How to Retry Failed Tests in Parallel

As you might already know from your own experiences, tests can often be unstable. When that happens, you can retry tests several times, which may lead to doubling or even tripling the build time.

In this article, we’ll explain how we solved this problem and share a tool that our engineers developed for successfully retrying failed tests in parallel.

Work at Wrike

Our autotest project contains over 53,000 tests that we run in anywhere from 80 to 150 threads, depending on the build. However, we found that the majority of the build time is often occupied by retries of several tests that don’t use all the threads, and we wanted to find a way to reduce this. (After all, we pay for the dynamic agents in TeamCity and the dynamic environment!)

Here’s an example of a build timeline from Allure. In this build, 50 seconds of work out of 90 is spent retrying one test:

Because of this result, we wanted to reduce the retry time by using more threads.

The problem of long retries in JUnit 5

In the autotest project, we use Java SE 17 and JUnit 5, as well as Maven for the project building tool, so the tests are run via the Maven Surefire Plugin.

Previously, we used JUnit 4 and the Surefire Plugin would retry the failed tests of each class without waiting for the first run to finish.

test timeline — With JUnit 4, retries of Tests 1 and 2 initiate regardless of the completion status of Test 3, provided all tests are in different classes.

But now, with JUnit 5, the Maven Surefire Plugin waits for Test 3 to finish first before retrying Tests 1 and 2. This increases the test runtime for a project with a large number of classes.

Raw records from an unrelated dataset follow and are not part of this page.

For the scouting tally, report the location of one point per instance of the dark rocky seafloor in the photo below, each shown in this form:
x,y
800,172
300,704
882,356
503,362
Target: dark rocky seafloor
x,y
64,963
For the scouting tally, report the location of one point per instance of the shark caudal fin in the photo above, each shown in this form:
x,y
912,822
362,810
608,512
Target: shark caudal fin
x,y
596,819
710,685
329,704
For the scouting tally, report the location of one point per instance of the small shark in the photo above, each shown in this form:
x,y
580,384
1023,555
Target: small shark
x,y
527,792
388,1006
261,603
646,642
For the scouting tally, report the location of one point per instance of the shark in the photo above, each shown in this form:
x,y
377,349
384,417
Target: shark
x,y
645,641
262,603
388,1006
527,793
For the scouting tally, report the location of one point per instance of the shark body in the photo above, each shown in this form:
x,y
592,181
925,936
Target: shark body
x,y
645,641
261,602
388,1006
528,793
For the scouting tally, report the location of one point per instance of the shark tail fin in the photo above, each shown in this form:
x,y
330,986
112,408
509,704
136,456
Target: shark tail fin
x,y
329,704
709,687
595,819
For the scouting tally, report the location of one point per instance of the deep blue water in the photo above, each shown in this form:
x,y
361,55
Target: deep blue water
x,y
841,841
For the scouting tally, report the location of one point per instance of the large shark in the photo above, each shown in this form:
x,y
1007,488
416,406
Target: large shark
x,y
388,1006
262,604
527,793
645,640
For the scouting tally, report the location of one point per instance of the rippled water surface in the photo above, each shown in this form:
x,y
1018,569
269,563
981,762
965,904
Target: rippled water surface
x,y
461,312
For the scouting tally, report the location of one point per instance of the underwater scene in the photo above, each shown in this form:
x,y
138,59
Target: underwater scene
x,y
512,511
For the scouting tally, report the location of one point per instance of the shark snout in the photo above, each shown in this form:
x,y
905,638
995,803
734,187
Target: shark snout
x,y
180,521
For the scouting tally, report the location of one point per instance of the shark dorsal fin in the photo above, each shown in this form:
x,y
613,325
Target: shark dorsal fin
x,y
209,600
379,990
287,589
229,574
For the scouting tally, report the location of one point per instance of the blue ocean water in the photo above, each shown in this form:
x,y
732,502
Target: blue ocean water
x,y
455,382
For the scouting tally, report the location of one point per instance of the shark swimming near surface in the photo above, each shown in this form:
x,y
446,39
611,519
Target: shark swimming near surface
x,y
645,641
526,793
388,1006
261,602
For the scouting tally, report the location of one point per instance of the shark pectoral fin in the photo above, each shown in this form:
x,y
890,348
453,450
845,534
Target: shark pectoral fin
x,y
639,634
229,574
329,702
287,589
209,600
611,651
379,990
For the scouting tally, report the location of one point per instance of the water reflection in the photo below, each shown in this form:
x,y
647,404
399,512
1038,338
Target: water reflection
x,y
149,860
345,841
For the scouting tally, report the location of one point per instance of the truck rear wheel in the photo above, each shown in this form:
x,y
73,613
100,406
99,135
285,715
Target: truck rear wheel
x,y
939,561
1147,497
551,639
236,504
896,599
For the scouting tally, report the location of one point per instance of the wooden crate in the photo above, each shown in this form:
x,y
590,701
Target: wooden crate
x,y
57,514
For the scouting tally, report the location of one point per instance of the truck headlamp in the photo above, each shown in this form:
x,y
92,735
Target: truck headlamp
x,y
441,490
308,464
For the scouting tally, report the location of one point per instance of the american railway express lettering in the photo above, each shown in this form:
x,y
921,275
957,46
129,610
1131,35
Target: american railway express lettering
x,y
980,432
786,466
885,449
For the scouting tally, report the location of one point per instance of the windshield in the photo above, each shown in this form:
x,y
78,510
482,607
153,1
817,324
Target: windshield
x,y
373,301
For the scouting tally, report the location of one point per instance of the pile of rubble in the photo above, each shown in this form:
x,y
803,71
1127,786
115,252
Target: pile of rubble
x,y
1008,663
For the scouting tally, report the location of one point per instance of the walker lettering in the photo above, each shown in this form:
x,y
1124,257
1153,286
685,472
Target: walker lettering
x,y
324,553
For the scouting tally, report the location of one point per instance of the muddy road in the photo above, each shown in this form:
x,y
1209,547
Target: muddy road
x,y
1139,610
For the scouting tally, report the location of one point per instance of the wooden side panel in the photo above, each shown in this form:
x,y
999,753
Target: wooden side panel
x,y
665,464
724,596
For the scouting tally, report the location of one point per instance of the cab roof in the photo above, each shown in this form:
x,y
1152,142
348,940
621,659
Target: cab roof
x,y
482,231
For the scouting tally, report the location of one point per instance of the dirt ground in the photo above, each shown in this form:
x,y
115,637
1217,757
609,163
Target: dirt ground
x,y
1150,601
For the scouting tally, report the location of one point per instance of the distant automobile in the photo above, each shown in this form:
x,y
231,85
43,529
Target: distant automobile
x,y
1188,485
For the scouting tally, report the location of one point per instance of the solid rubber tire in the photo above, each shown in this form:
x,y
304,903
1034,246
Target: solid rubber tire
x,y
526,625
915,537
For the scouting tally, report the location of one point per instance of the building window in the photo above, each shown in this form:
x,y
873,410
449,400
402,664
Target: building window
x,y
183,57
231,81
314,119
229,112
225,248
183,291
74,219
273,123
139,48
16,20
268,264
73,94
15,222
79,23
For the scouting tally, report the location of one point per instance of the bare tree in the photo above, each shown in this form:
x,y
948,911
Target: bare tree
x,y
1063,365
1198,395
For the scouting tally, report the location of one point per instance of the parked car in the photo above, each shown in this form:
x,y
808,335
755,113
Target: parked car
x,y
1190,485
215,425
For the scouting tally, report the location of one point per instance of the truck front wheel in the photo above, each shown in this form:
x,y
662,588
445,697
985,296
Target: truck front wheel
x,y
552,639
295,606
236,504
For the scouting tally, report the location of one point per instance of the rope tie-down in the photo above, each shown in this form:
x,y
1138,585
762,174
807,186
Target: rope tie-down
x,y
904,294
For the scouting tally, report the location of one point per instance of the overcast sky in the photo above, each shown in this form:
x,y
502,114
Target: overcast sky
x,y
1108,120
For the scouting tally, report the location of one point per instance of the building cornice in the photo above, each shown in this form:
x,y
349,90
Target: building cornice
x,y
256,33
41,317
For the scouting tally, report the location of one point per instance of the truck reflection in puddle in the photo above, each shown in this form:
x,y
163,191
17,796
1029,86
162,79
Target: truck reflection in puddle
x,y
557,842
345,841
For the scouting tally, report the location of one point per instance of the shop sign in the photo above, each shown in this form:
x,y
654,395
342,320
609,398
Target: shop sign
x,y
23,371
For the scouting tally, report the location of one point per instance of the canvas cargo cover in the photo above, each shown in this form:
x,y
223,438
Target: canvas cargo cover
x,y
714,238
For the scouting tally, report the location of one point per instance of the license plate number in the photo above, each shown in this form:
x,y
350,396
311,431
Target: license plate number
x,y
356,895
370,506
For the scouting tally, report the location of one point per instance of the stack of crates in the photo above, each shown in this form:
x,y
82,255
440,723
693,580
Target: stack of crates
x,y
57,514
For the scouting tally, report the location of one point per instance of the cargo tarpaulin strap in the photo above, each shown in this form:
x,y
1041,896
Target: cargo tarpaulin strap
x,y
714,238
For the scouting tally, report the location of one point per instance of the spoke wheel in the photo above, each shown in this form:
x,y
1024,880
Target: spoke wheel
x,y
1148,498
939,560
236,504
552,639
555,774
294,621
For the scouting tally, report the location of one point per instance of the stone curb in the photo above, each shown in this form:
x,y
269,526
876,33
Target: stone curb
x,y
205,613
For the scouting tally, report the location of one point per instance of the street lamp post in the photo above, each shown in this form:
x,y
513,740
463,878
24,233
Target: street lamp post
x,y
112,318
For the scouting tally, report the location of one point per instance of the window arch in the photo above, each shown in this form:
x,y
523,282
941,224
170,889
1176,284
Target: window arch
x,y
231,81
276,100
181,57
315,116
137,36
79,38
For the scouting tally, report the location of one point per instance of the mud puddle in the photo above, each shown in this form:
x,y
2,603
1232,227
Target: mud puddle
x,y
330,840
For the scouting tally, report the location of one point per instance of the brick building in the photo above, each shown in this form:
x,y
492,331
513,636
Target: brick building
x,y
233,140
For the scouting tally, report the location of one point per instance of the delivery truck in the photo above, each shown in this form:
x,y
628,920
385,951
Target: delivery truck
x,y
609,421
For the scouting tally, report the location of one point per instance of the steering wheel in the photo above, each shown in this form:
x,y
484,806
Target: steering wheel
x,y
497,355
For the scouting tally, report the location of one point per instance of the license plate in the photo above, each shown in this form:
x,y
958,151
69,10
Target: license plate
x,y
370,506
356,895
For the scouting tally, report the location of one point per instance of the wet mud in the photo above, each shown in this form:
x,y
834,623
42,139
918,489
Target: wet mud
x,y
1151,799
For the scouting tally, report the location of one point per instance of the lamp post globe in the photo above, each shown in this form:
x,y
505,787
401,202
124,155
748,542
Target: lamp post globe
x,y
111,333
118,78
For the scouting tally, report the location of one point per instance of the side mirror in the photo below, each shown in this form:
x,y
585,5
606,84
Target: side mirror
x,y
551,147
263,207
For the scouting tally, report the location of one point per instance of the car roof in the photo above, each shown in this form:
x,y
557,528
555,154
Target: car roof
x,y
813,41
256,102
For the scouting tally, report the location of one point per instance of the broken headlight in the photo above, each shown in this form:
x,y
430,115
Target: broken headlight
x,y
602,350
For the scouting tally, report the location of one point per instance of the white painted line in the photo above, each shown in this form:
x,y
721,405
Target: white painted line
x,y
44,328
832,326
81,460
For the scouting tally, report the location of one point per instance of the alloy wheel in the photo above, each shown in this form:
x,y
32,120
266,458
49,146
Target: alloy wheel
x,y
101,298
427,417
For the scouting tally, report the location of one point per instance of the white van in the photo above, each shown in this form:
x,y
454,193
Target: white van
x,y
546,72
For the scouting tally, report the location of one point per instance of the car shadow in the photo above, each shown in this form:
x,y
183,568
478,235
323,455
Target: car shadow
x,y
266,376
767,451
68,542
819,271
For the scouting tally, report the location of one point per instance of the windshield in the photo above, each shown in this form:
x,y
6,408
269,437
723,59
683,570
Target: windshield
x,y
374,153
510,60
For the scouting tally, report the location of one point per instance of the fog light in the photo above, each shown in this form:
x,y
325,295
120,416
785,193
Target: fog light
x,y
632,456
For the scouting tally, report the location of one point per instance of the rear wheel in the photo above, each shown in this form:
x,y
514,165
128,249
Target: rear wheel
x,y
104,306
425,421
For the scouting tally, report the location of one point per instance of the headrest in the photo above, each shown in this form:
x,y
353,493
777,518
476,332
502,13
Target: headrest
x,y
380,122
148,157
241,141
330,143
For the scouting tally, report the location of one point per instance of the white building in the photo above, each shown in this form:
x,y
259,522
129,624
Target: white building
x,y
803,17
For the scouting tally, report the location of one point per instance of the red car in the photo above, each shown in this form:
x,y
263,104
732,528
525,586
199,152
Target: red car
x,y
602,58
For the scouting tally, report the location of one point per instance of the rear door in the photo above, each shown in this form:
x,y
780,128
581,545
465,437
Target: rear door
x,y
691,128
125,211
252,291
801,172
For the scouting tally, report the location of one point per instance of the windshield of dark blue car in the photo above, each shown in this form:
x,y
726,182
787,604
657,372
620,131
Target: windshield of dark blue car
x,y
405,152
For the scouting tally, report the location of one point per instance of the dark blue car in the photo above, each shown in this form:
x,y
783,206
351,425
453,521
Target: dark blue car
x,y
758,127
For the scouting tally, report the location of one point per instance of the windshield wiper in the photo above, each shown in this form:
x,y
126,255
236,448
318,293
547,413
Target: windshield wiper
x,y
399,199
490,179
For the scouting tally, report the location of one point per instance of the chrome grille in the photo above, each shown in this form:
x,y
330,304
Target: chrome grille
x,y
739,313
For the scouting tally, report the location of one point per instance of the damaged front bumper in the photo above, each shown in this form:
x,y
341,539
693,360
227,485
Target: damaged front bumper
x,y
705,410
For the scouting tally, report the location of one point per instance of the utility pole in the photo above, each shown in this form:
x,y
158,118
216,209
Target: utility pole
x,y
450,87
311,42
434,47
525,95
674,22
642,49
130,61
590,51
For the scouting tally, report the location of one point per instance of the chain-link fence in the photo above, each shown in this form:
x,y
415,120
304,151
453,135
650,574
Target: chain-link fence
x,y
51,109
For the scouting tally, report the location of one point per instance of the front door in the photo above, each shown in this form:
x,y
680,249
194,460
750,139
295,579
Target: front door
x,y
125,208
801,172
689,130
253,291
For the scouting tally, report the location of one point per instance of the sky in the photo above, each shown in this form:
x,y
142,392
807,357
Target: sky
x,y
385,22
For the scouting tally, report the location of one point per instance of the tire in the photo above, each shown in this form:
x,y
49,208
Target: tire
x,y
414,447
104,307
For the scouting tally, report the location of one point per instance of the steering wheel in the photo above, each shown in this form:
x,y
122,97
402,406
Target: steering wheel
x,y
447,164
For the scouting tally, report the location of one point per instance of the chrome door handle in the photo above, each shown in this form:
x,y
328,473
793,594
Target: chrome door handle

test timeline 2 — With JUnit 5, Tests 1 and 2 are retried only once Test 3 is complete, even if the tests are in different classes.

As the number of modules in our Maven project grew, this problem became even more acute. Each module would wait for the test run to complete and then retry the tests — only after that did the next module’s tests start.

We partially solved this problem with our proprietary tool, Maven Modules Merger, which reduces build time by merging several Maven modules into one. You can read more about that in this article.

But even with our Merger tool, retries could still take up most of the build time (see the “All tests in one module” scenario in the image above).

So we had an idea: What if we could retry tests in parallel and not wait until the test fails several times in a row? It would certainly take much less time. A test would be considered passed if it had passed at least once already.

Here is a timeline for parallel retries:

The idea is that each test would be retried several times in parallel, increasing the number of repetitions for each test but reducing the overall build time. This method would also provide us with more statistics for failed tests because they will run more times.

The only question that remained was whether the tests retried in parallel could provide the same success rate as those retried sequentially, so we decided to give it a go.

However, we didn’t find any ready-made solutions for parallel retries. We tried to modify the JUnit 5 extension from junit-pioneer, but it’s implemented through TestTemplate, meaning we couldn’t use it with another TestTemplate (e.g., with parameterized tests — see issue #405). For that reason, it wasn’t possible to modify RepeatedTest. It’s a TestTemplate, which doesn’t work with parameterized tests, either. JUnit 5 does not support even sequential retries by default.

So we decided to extend the JUnitPlatformProvider class from the Maven Surefire Plugin, which can retry tests sequentially.

Implementing parallel retries

During the implementation, we encountered the following two major problems:

The Allure report might mark a test as failed even if it has passed once.
The standard JUnit 5 synchronization mechanisms only work within a single test run. This means that @ResourceLock, @Execution, and @Isolated annotations will not work correctly in a parallel retry.

Fixing the Allure report

During a parallel retry, a test might be marked as failed in the Allure report (i.e., an earlier retry succeeded, and a later one failed). This is because the results of each test run are sorted by start time, as shown below:

We wanted a test that passed at least once to be marked as a pass. To do this, all failed tests need to start before the successful one.

The logic for determining the order of retries cannot be changed — retries are sorted directly when compiling an Allure report from the result files. However, in these files, you can replace the start times of failed test attempts with the retry start time. This solution ensures that, when sorting the results, one of the successful retries is always the last one.